Found guilty by the NFL of letting his organizational leaders essentially run wild and sexually harass female staffers and media, Snyder went to extreme pre-sentencing measures to seek mercy. He fired everyone involved, settled with some of the aggrieved, hired a diverse and respected staff and promised to do better.

The NFL looked kindly on Snyder's moves; fining Washington $10 million and telling the owner to essentially go work on the new stadium for a while and stay away from the office. Translation – Snyder wasn't formally suspended, but behind the scenes was obviously told to make his wife Tanya Snyder co-CEO so she would handle daily operations.

That Snyder was to be sanctioned was clear on Tuesday when Tanya Snyder gained an organizational chair, especially when the NFL loves to dump bad news before the slowest time of the NFL calendar – July 4. Snyder gave an interview to the Wall Street Journal while in New York, which is where NFL offices reside.

It doesn't take much to connect the dots. The league told Snyder what they would do later in the week, Tanya Snyder was made co-CEO and Snyder began his redemption tour with a friendly media outlet.

Anyone thinking Tanya Snyder wasn't appointed by the NFL so it didn't have to suspend Dan Snyder should ask one question – why wasn't she given power earlier in Snyder's 22-year ownership? Answer – cause Dan Snyder was the absolute boss. Tanya Snyder now lets the NFL not suspend Dan Snyder by having a family member handle league matters and daily business. Otherwise, the NFL would have needed to suspend Dan Snyder and hire an interim leader.
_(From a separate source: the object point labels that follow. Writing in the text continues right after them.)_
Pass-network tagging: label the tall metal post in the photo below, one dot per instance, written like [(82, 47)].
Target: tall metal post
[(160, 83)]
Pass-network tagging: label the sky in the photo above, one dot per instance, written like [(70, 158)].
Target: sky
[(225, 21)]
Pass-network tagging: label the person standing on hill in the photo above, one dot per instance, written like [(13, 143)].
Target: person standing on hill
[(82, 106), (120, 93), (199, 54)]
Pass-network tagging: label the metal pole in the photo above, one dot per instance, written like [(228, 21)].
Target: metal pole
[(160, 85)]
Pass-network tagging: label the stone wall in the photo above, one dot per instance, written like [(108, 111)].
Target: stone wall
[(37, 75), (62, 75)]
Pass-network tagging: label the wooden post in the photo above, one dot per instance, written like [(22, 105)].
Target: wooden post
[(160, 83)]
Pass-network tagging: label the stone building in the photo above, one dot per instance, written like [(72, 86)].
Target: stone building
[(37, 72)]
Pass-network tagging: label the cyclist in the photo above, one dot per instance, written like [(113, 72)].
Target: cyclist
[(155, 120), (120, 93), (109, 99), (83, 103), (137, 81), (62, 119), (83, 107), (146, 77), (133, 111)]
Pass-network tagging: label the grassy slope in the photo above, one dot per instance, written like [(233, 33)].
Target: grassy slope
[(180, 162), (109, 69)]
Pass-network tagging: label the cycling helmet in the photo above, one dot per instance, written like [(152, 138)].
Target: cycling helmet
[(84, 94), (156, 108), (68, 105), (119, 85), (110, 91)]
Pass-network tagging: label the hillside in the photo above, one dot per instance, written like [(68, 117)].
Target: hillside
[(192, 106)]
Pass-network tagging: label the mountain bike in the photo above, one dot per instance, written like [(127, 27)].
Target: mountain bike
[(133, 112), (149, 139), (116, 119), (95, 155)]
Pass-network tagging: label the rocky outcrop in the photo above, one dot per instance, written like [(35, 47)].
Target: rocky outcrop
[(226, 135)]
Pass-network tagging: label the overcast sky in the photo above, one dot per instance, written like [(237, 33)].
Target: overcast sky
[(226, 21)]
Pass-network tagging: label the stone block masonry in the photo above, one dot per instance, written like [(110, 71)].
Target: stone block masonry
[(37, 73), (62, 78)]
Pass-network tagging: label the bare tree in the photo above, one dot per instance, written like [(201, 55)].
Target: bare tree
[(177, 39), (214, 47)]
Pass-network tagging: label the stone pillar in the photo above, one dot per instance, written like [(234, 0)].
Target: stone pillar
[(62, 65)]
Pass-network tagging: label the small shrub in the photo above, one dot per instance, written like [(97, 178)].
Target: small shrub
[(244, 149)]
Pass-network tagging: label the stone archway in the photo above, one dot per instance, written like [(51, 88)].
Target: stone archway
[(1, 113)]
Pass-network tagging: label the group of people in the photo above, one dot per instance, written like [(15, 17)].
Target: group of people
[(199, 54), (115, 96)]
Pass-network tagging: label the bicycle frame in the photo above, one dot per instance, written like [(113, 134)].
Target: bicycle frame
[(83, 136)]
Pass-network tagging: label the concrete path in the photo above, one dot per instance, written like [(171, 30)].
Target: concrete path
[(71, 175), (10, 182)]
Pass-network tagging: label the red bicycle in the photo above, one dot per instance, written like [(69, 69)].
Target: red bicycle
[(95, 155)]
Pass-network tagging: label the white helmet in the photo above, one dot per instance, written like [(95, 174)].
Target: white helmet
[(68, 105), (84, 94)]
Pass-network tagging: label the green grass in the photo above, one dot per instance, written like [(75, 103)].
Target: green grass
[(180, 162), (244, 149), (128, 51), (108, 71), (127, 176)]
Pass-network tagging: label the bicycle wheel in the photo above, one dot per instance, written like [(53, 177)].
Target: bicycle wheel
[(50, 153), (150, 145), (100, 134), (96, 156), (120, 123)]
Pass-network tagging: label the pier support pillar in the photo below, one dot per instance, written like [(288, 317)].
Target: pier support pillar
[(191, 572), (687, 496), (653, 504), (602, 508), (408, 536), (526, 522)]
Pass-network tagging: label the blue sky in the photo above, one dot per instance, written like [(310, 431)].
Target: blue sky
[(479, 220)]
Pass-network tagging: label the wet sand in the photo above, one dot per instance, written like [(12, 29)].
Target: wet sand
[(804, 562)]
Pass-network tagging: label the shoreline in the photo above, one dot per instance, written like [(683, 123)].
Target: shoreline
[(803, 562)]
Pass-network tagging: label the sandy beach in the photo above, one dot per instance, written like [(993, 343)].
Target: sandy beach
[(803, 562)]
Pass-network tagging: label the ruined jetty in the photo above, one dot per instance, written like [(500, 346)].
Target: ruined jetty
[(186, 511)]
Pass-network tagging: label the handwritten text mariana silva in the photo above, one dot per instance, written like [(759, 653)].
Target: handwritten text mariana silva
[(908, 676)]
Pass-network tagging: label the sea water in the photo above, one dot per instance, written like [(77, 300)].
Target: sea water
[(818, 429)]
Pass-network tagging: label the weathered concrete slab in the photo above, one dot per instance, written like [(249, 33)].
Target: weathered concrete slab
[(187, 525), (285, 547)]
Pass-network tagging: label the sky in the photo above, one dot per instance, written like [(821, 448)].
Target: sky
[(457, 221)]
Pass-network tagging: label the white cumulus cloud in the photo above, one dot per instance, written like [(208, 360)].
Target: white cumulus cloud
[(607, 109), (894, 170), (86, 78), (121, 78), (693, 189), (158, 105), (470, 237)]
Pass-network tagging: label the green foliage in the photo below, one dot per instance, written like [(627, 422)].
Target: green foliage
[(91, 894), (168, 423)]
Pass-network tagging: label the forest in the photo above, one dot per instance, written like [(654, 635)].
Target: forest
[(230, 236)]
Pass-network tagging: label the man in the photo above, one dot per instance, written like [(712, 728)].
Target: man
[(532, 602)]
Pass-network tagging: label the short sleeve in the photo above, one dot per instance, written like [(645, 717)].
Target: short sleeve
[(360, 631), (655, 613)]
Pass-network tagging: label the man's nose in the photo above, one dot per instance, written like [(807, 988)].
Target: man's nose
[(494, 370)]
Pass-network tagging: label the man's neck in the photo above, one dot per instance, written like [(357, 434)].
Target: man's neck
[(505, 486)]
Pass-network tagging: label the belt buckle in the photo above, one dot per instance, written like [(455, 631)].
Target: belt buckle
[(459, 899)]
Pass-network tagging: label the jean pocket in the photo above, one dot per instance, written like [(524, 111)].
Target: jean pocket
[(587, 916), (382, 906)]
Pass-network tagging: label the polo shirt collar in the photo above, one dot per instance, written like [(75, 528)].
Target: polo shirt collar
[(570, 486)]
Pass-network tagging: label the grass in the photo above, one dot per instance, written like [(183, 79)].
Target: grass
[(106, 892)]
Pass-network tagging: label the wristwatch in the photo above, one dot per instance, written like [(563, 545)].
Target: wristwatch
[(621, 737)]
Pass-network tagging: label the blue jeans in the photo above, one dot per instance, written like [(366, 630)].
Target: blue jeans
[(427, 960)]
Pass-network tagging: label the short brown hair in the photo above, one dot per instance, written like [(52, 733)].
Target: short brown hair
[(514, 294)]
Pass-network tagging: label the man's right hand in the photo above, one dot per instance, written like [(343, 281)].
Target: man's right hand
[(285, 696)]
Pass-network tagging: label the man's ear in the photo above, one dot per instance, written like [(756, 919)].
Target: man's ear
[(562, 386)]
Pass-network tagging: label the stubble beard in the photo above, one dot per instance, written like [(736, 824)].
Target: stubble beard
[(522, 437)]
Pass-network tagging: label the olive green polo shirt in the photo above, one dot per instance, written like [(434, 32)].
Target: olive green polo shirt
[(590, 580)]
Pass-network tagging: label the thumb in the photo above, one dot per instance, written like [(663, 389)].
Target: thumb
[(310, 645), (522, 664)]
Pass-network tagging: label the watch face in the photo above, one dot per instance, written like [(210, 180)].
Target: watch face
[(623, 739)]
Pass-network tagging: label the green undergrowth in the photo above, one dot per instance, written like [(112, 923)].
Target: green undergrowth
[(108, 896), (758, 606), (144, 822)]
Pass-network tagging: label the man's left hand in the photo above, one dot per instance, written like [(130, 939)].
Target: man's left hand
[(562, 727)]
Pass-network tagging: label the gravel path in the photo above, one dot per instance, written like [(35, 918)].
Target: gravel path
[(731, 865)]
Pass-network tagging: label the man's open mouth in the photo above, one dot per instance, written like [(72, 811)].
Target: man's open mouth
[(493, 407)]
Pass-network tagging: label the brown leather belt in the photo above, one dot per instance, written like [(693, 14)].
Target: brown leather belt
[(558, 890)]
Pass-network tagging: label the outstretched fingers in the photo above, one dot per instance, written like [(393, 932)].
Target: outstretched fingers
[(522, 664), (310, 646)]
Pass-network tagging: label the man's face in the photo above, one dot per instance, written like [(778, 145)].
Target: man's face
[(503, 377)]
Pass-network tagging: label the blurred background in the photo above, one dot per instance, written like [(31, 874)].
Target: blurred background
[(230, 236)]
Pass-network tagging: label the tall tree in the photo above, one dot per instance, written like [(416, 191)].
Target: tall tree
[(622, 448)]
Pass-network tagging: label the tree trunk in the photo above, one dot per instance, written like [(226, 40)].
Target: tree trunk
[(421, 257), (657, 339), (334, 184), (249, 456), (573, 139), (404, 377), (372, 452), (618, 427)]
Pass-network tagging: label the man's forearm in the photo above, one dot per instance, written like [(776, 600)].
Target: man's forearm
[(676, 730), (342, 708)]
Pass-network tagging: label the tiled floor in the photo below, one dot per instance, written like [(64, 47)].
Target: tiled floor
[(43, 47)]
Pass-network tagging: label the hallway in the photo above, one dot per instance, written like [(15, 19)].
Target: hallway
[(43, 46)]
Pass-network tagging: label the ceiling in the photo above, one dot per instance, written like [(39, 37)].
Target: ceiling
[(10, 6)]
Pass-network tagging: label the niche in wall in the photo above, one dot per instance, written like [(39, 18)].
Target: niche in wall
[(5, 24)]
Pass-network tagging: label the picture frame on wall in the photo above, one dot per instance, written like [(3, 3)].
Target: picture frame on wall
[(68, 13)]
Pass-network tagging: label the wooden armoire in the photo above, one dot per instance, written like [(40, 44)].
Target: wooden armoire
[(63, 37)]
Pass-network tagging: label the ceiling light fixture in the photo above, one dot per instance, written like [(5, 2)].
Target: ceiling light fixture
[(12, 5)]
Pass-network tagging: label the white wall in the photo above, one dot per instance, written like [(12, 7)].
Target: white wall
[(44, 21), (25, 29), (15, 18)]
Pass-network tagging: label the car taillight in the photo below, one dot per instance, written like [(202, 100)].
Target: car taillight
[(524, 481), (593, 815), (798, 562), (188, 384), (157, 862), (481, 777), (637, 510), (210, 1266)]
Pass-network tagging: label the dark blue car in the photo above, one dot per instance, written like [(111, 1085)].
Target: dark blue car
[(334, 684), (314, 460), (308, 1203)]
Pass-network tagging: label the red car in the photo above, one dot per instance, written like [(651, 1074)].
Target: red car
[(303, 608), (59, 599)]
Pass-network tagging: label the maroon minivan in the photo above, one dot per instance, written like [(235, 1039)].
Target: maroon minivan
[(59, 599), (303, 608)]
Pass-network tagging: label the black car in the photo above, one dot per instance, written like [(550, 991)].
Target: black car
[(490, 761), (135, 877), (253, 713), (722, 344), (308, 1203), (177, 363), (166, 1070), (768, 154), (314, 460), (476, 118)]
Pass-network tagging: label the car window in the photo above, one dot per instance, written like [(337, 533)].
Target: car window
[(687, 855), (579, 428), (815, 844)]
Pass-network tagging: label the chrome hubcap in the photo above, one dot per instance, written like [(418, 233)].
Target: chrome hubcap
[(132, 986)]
Oh, this move is for "several months" so there's no timetable.  And, Snyder "voluntarily "agreed with the decision and moved on to stadium matters. I wonder what would have been Snyder's task if the team wasn't looking for a new venue?

Adding to this farce is the year-long investigation by Beth Wilkinson includes only an oral report and not a written one. Why? Cause there's no paper trail this way. Certainly, there are outstanding lawsuits that would seek a written report. Instead, NFL commissioner Roger Goodell remembers what he chooses. Comparatively, there was a 139-page report filed on New England owner Bob Kraft for getting a happy ending at a massage parlor.

A $10 million fine is nothing to a billionaire. Like being caught by a speed camera for everyday folks. But, it's enough for the NFL to look like it was tough on Snyder. That no draft picks were taken or Snyder suspended or forced to sell makes it a light penalty.

Oh, the NFL also requires the team to make 10 changes to its organizational training. Lots of sensitivity seminars and such. I can deliver the same message in one brief moment – Don't act inappropriately with co-workers.

Ultimately, light punishment was expected. The NFL doesn't like to sanction its owners cause there are too many glass houses league-wide. The punishment made a point without any real pain to Snyder, who once again promises to do better.

Actually, it's the league that needs to do better.